Soit une participation directe de chaque État, suivant des règles à définir, soit un droit de passage du détroit d’Ormuz.
Droit de passage du détroit d’Ormuz
Aujourd’hui, l’Iran prétend imposer un droit de passage dont l’Iran serait le seul bénéficiaire. Il faut commencer une négociation technique qui commence par les routes de navigation internationalement reconnues:
- Une partie de ces routes de navigation sont dans les eaux territoriales d’Oman. Bien qu’Oman ne veut pas de droit de passage, il pourrait en réclamer un ou demander une quotte part sur le droit de passage demandé par l’Iran.
- Les Émirats Arabes Unis revendiquent 3 îles dont 2 sont sur les routes navigables que l’Iran prétend avoir dans ses eaux territoriales. Si les revendications des Émirats arabes Unis sont reconnues, une partie des voies navigables sont donc dans les eaux territoriales des Émirats arabes Unis.
- Conclusion provisoire : au minimum les droits de passage récoltés par l’Iran devraient être partagés en 3. Il serait mieux de les consacrer dès maintenant comme une partie des revenus du Conseil du Golfe Persique afin qu’il puisse remplir sa mission.
Ces arguments sont ceux d’une négociation technique.
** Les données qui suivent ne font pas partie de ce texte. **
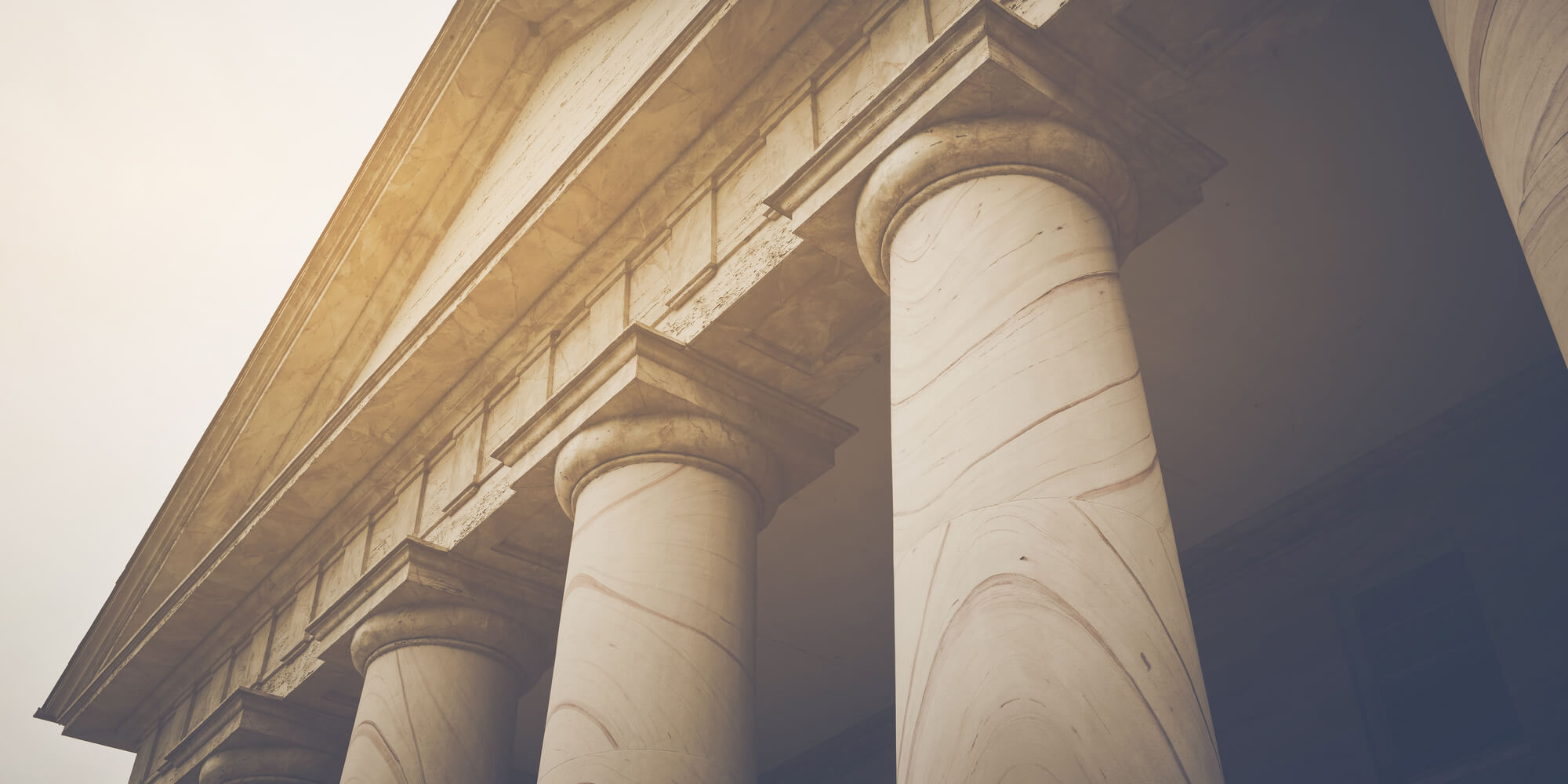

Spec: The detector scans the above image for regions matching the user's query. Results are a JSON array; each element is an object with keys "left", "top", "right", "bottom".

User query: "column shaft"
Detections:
[
  {"left": 1432, "top": 0, "right": 1568, "bottom": 358},
  {"left": 862, "top": 146, "right": 1221, "bottom": 784},
  {"left": 539, "top": 456, "right": 759, "bottom": 784}
]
Si elle ne devait pas aboutir, nous examinerons comment nous pouvons définir des voies navigables dans les eaux territoriales autres que celles de l’Iran… et peut-être même comment se passer du détroit d’Ormuz pour le transit des marchandises, ce qui sera une autre manière de rabaisser les prétentions de l’Iran sur les droits de passage.
Qui est intéressé par la perspective d’un « Conseil du Golfe Persique » ?
Au vu des dernières déclarations, l’Arabie saoudite, à travers MBS, et l’Iran, à travers le guide suprême de la République islamique, semblent favorables à une telle perspective, même si l’expression pourrait être différente de celle du Conseil du Golfe Persique.
Ne voyant pas comment ce projet leur est parvenu, il est possible qu’ils aient naturellement pensé à une telle perspective : permettre aux États riverains du Golfe Persique de s’exprimer et de décider de ce qui les concerne.
Naej DRANER
Le 3 mai 2026
Postscriptum du 4 mai 2026 : A ce jour le projet de Conseil du Golfe Persique existe uniquement dans l’imagination de l’auteur, comme un moyen alternatif pour régler le problème du détroit d’Ormuz, sans régler les autres points. L’auteur ne connait pas d’intermédiaires voulant aider l’auteur à mettre en œuvre ce projet. Regardez bien ce qui va se passer avec l’initiative américaine d’accompagnement des navires par la force. Je ne crois pas qu’elle réussira à normaliser la situation et permettre le retour à un trafic normal. Il est plus probable qu’il y ait plusieurs graves incidents et peut-être même une reprise de la guerre. Une autre voie diplomatique sera nécessaire pour un véritable déblocage.